Financial terms of the deal were not disclosed. Nvidia declined to comment beyond details shared in a company blog post.
Nvidia said it has worked with SchedMD for more than a decade. The company described Slurm as critical infrastructure for generative AI systems. Nvidia said it plans to continue investing in the technology and expand its use across different computing environments.
Alongside the acquisition, Nvidia released a new family of open AI models. The company said the models, called Nvidia Nemotron 3, are designed to efficiently support the development of AI agents.
The Nemotron 3 family includes several models aimed at different workloads. Nemotron 3 Nano is intended for targeted tasks. Nemotron 3 Super is designed for multi-agent AI applications. Nemotron 3 Ultra is built to handle more complex tasks.
Jensen Huang, Nvidia’s founder and chief executive officer, said open innovation plays a central role in AI development. He said the Nemotron models are intended to provide developers with transparency and efficiency when building agent-based systems at scale.
The announcement follows other recent moves by Nvidia to expand its open source and open AI offerings. Last week, the company introduced an open reasoning vision language model called Alpamayo-R1. Nvidia said the model is focused on autonomous driving research.
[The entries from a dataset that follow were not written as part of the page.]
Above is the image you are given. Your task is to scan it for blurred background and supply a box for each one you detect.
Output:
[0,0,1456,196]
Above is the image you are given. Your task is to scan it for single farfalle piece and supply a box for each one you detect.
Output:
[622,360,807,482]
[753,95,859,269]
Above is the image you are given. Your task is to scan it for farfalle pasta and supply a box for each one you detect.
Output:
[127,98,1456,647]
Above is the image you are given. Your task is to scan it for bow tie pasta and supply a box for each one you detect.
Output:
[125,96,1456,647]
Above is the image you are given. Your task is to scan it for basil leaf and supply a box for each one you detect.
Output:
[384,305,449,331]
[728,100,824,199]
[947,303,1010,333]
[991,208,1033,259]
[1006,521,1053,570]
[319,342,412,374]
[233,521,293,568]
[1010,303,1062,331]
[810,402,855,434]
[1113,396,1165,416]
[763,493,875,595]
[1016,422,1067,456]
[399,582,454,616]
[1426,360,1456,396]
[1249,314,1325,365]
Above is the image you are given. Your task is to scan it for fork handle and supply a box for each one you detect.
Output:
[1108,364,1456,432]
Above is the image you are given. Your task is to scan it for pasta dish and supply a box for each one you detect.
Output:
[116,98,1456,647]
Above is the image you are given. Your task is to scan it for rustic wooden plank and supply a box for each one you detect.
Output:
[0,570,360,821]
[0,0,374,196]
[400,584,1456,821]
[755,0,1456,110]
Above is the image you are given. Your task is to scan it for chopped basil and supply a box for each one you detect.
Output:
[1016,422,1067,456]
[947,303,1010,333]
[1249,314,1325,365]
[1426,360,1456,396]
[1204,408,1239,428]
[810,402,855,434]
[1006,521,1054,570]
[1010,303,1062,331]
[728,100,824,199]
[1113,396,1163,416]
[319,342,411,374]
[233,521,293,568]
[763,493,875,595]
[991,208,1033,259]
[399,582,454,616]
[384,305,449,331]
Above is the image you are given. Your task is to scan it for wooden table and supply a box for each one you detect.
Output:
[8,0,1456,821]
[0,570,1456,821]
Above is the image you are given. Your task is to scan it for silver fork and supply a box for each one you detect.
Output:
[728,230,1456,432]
Nvidia also said it added new workflows and guides related to its Cosmos world models. Those models are open source under a permissive license and are intended to support the development of physical AI systems.
The recent activity reflects Nvidia’s focus on physical AI as a growth area for its graphics processing units. The company is positioning itself as a supplier of AI hardware and software for robotics and self-driving vehicle developers.